A trip to Montgomery and Selma, Alabama, over Memorial Day weekend led Lisa Rawlings, EMBA 19, to redefine courage.
“Putting myself in my grandparents’ shoes, I realized that courage was not always resistance, but sometimes it was simply endurance, which often required unthinkable compromises to their dignity to save their lives and those of their loved ones,” said Rawlings, whose African American grandmother was born in Alabama and left for Memphis as a teenager.
Left to right: Claire Veuthey, EMBA 19; Travis Adkins; Lisa Rawlings, EMBA 19; John Gribowich EMBA 19; Alexei Greig, EMBA 19; Suprita Makh, EMBA 19; Vansh Makh (Suprita’s husband); and Adam Rosenzweig, EMBA 19, gather in front of the City of Saint Jude Parish in Montgomery, the final campground site for the people who marched from Selma to Montgomery for voting rights.
John Gribowich (who is also a Catholic priest) at the Brown Chapel AME Church, which was the staging area for the beginning of the voting rights march from Selma to Montgomery.
The outside of the National Memorial for Peace and Justice, also called the lynching memorial. "Certain places come to encapsulate large, complex issues: the Temple Mount in Jerusalem, the Berlin Wall, Robben Island," said Adam Rosenzweig. "Without visiting the place, you can’t fully understand the issue. The National Memorial for Peace & Justice has become such a place for anyone seeking to better understand the legacy of racial terrorism in America."
More than 4,300 documented lynchings of African Americans took place between 1877 and 1950. "I was taken aback by the horror we are able to inflict on each other," said Suprita Makh. "I knew this on an intellectual level but it was something else to be confronted with in person, to put names and faces behind numbers."
Jars that contain samples of soil from confirmed lynching sites in Alabama. The victims' names are on the jars. "The sadness and pain I felt while reflecting on the sheer number of people tortured, humiliated and murdered during lynchings or protests... I will not become jaded to the utter terror black Americans experienced for centuries here and continue to experience today," said Alexei Greig.
"In my mind lynchings had been horrendous acts carried out by tens or a few hundred white men in response to perceived slights," said Alexei Greig. "Learning that they were a class of lynchings that were public events with crowds of thousands, with audiences of women and children who took joy in the spectacle was beyond sickening."
"I took this trip to honor the legacy and sacrifice of my grandparents...and all of those before them," Lisa Rawlings said. "I think especially of my grandmother who was born in Alabama and left for Memphis as a teenager.
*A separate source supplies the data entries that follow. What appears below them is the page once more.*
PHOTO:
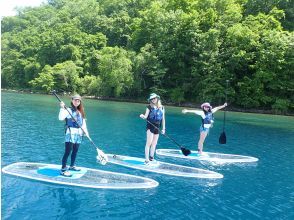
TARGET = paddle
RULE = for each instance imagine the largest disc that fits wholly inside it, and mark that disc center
(223, 138)
(184, 150)
(101, 156)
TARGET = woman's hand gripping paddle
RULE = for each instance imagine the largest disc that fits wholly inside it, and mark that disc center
(101, 156)
(223, 138)
(184, 150)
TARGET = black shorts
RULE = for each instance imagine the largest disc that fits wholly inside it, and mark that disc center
(153, 129)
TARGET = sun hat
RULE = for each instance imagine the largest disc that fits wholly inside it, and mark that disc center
(206, 104)
(153, 95)
(76, 96)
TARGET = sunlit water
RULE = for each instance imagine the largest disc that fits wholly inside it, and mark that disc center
(264, 190)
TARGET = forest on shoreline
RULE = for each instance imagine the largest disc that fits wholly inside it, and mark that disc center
(140, 101)
(184, 50)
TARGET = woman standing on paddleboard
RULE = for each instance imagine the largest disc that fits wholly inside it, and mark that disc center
(75, 124)
(155, 116)
(207, 120)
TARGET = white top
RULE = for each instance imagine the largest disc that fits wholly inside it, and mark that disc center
(63, 114)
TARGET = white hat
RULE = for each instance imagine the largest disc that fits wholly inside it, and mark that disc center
(76, 96)
(206, 104)
(153, 95)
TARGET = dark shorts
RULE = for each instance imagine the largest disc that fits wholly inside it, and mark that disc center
(152, 128)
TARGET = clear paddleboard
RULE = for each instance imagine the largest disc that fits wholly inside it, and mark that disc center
(86, 177)
(207, 156)
(162, 167)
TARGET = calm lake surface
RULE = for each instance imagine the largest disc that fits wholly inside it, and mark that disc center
(31, 132)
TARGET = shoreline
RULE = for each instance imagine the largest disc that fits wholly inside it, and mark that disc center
(184, 105)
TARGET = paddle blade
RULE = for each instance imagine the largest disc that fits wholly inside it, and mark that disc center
(101, 157)
(185, 151)
(222, 138)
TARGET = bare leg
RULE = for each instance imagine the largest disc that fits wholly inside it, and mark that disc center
(202, 137)
(148, 144)
(153, 144)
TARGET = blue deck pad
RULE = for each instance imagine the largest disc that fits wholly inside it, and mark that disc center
(136, 162)
(53, 172)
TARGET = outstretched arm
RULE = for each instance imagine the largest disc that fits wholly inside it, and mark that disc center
(219, 107)
(197, 112)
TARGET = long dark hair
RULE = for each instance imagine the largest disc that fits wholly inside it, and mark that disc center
(80, 108)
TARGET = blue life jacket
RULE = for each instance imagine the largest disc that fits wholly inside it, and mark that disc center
(208, 119)
(69, 122)
(155, 115)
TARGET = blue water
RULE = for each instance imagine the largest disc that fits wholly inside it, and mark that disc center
(263, 190)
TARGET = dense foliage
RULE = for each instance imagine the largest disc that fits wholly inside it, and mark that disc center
(183, 49)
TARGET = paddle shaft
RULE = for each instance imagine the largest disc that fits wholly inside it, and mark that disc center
(54, 93)
(227, 81)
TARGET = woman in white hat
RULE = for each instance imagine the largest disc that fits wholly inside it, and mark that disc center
(74, 133)
(207, 120)
(155, 116)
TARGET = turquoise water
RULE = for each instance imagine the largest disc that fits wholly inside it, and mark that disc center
(264, 190)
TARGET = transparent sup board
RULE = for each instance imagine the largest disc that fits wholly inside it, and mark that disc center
(207, 156)
(90, 178)
(162, 167)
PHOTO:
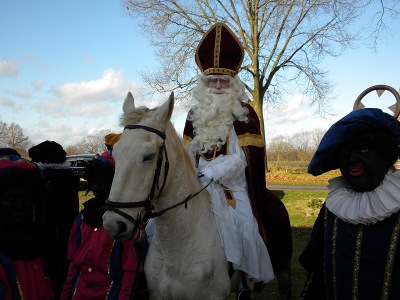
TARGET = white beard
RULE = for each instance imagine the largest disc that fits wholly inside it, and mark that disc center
(213, 118)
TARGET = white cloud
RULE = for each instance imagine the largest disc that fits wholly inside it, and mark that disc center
(37, 84)
(8, 69)
(22, 93)
(110, 87)
(7, 103)
(294, 117)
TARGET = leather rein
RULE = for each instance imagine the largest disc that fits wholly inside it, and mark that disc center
(146, 204)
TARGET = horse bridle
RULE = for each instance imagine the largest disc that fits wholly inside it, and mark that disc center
(146, 204)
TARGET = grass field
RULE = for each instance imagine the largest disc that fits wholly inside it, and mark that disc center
(302, 216)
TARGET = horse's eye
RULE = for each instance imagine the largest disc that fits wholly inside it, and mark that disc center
(149, 157)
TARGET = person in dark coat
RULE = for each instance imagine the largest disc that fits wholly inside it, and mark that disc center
(354, 252)
(62, 206)
(23, 273)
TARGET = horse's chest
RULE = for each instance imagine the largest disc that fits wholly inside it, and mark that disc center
(189, 281)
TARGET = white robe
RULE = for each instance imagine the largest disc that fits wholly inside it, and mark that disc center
(237, 227)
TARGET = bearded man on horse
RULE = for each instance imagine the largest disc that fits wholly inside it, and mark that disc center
(222, 133)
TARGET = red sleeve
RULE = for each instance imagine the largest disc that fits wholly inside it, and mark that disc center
(73, 269)
(4, 285)
(129, 263)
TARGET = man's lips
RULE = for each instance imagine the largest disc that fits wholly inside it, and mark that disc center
(355, 171)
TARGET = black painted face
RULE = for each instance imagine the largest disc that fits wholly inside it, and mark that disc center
(17, 207)
(362, 165)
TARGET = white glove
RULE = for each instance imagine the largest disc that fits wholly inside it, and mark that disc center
(228, 170)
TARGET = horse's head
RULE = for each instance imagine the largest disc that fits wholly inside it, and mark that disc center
(141, 167)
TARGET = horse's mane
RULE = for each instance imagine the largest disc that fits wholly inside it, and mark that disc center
(135, 116)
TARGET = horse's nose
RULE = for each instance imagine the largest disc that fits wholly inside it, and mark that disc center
(121, 227)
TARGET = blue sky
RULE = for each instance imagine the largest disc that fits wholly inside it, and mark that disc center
(66, 66)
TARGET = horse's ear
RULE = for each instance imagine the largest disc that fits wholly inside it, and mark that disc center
(129, 103)
(164, 112)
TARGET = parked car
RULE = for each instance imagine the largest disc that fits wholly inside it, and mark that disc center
(78, 164)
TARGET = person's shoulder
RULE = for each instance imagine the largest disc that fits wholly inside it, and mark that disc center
(249, 107)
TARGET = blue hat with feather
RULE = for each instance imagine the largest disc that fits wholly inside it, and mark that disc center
(350, 127)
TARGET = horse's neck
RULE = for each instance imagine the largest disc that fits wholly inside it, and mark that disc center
(182, 182)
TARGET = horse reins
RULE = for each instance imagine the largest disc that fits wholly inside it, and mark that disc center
(146, 204)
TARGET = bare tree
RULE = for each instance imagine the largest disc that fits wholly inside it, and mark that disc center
(13, 136)
(94, 143)
(284, 42)
(316, 137)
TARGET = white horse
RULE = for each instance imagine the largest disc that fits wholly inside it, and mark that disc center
(185, 258)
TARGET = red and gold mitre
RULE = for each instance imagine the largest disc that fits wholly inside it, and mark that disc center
(219, 51)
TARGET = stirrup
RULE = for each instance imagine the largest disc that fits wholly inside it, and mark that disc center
(246, 294)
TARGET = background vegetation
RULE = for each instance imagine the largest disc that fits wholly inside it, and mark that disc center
(303, 207)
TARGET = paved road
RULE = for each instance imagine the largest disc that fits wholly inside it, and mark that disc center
(273, 187)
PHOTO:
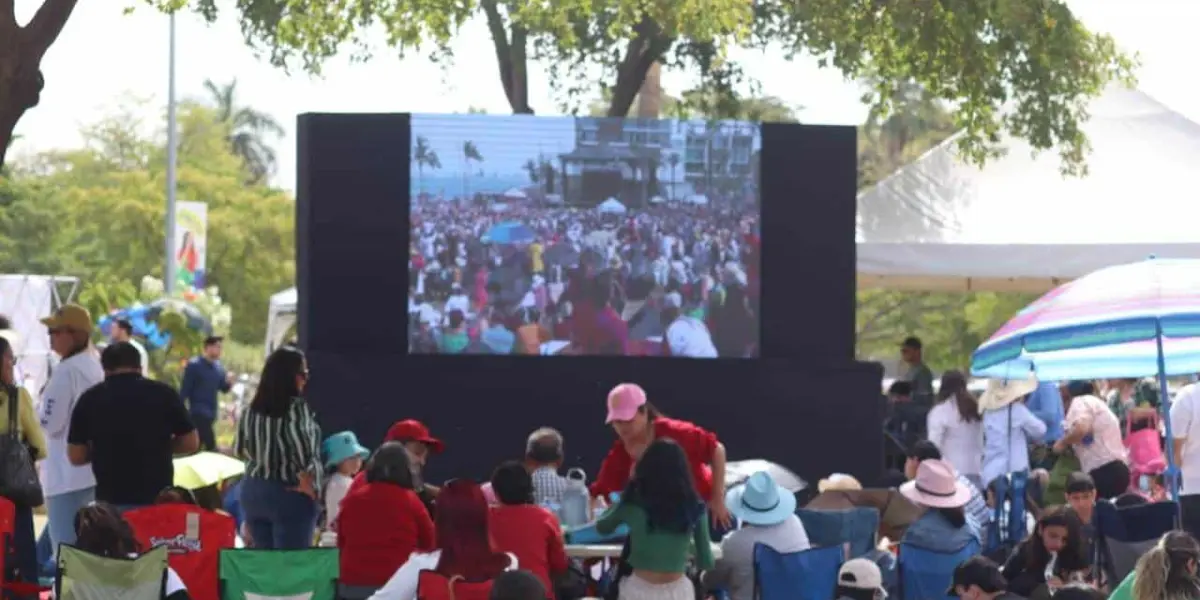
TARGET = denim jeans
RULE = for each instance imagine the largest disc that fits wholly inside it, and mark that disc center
(277, 517)
(61, 510)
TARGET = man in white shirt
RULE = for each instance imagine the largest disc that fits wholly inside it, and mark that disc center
(1186, 429)
(123, 331)
(67, 487)
(685, 336)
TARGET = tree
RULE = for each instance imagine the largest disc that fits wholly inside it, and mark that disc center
(97, 211)
(22, 49)
(249, 130)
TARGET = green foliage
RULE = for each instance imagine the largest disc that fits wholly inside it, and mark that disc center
(97, 211)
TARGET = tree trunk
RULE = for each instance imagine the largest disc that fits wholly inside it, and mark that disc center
(643, 52)
(510, 57)
(21, 58)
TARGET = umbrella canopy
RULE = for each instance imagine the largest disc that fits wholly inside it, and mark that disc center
(737, 472)
(510, 232)
(204, 469)
(1105, 324)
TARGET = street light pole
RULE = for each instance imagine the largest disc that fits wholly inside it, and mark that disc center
(172, 159)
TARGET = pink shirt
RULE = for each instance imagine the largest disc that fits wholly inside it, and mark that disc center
(1103, 443)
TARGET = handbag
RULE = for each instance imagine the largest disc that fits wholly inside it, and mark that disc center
(18, 478)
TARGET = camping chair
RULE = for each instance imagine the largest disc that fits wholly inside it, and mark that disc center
(857, 527)
(433, 586)
(1125, 534)
(805, 575)
(927, 575)
(309, 574)
(87, 576)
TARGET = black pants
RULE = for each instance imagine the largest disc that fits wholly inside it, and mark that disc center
(1111, 479)
(204, 430)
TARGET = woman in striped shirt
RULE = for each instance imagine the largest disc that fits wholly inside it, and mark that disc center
(280, 441)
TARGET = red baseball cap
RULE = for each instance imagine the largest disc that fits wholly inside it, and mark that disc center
(411, 430)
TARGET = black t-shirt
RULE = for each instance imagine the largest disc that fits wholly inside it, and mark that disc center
(130, 423)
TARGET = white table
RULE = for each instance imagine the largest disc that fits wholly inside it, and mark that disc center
(610, 551)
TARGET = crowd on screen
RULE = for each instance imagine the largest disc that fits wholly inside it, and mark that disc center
(669, 280)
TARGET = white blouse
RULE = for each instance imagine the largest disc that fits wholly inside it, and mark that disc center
(402, 586)
(960, 442)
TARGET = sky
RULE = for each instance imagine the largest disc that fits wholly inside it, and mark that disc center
(103, 57)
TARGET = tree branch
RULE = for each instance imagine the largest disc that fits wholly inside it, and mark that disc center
(46, 25)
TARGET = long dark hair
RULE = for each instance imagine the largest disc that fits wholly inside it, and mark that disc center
(277, 383)
(101, 531)
(390, 465)
(1071, 558)
(663, 487)
(1163, 571)
(954, 383)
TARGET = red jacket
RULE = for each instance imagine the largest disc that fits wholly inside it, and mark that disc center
(697, 443)
(532, 534)
(378, 527)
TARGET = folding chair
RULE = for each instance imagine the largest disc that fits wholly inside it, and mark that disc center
(927, 575)
(85, 576)
(805, 575)
(1125, 534)
(857, 527)
(309, 574)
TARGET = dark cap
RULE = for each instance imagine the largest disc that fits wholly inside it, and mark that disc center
(979, 571)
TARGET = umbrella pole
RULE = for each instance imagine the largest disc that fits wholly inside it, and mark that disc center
(1164, 403)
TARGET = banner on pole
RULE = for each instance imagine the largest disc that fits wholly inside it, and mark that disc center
(191, 241)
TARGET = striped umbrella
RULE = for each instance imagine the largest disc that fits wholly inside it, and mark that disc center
(1127, 321)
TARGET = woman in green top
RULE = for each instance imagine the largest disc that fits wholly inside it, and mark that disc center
(1167, 573)
(665, 517)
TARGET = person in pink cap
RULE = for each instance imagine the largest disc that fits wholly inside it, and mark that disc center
(637, 424)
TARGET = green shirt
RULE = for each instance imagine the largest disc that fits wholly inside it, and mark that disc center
(658, 551)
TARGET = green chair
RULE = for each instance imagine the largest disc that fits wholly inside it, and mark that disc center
(307, 574)
(85, 576)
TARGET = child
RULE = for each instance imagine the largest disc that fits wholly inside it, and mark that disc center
(343, 457)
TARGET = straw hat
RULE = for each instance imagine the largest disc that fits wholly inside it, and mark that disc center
(1002, 393)
(839, 483)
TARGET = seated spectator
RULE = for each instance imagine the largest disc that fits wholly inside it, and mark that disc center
(976, 508)
(767, 514)
(519, 585)
(979, 579)
(523, 528)
(463, 545)
(859, 580)
(544, 457)
(1055, 535)
(382, 522)
(945, 527)
(101, 531)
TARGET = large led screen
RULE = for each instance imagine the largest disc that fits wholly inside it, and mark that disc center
(583, 237)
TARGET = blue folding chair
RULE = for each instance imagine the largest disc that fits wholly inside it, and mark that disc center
(927, 575)
(858, 527)
(807, 575)
(1125, 534)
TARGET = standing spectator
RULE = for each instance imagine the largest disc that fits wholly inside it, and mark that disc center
(67, 487)
(1186, 448)
(123, 331)
(918, 375)
(203, 379)
(130, 429)
(280, 441)
(544, 457)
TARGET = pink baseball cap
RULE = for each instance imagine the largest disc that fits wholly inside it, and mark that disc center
(624, 400)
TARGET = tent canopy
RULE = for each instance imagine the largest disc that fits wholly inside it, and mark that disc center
(1019, 225)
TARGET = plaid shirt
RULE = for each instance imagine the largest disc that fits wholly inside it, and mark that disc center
(547, 486)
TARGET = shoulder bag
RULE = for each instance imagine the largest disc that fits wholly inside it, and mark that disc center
(18, 478)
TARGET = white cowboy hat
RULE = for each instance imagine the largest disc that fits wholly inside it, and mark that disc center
(1002, 393)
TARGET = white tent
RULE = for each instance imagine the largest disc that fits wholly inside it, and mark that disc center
(281, 316)
(611, 207)
(1019, 225)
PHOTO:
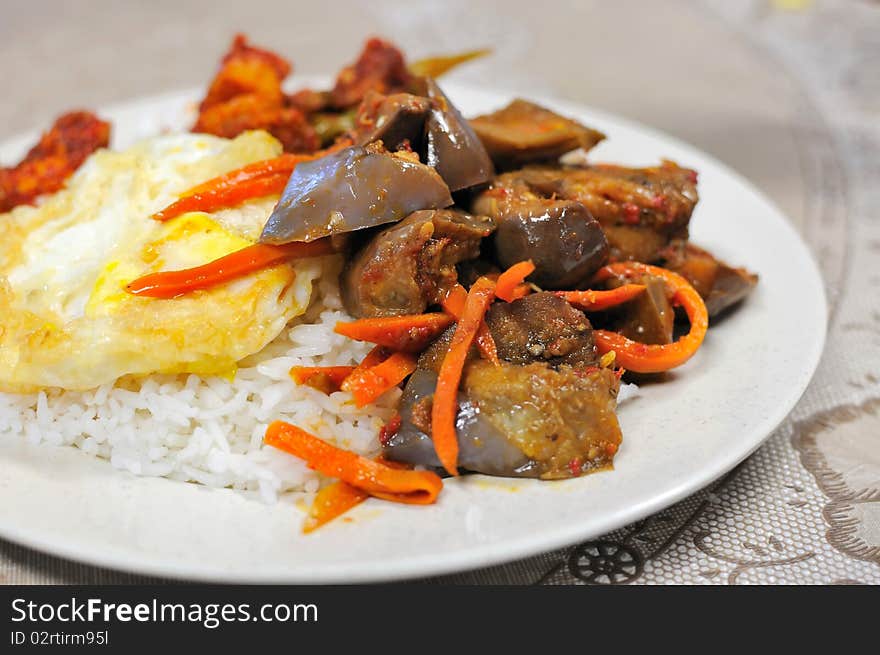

She never looked back and never spoke about her life in Alabama."
"I thought we would have to look harder for signs of “the old South," Adam Rosenzweig said. "I expected that time and modernity would have forced the most visible elements of slavery and racism underground or into sanitized museum exhibits. This was not the case."
The group walked across the Edmund Pettus Bridge, which is named after a Grand Wizard of the KKK. "This shocked everyone in our group," said Adam Rosenzweig. "We all knew the name of the bridge, but we didn’t know who it was named for. It’s a powerful and not uncommon symbol of the centrality of white supremacy in Alabama."
"I’d like to think I would have been part of the freedom fighters, willing to risk my life for equal voting rights," said Claire Veuthey, (left). "But I’m not that brave. I’m pushing myself to consider: what’s the analogy today? What’s the injustice we’re too timid to call out, too frightened to push back against?"
"I still will never comprehend the full extent of the injustice and ongoing plight that exists for people of color," said John Gribowich, left. "I can only try my best each day to be a bit more empathetic and challenge how I am selflessly using my white privilege for the betterment of society."
Rawlings was among a group of six students in the MBA for Executives program who traveled to Alabama to connect the history of racial injustice in America to the present day. Rawlings was joined by Adam Rosenzweig, John Gribowich, a priest who made the same trip last year, Alexei Greig, Claire Veuthey, and Suprita Makh, all EMBA 19.
In Montgomery, the group visited the National Memorial for Peace and Justice, also called the lynching memorial, which opened in 2018 and was built by the the non-profit Equal Justice Initiative. They toured the City of Saint Jude Parish and the Dexter Avenue King Memorial Baptist Church, the first church where Martin Luther King Jr. served as pastor. After visiting the Lowndes Interpretive Center (in 1965, 80% of residents in Lowndes were African-American and not a single one was registered to vote), they walked across the Edmund Pettus Bridge in Selma, the scene of the stand-off between the marchers for voting rights and law enforcement on Bloody Sunday in 1965.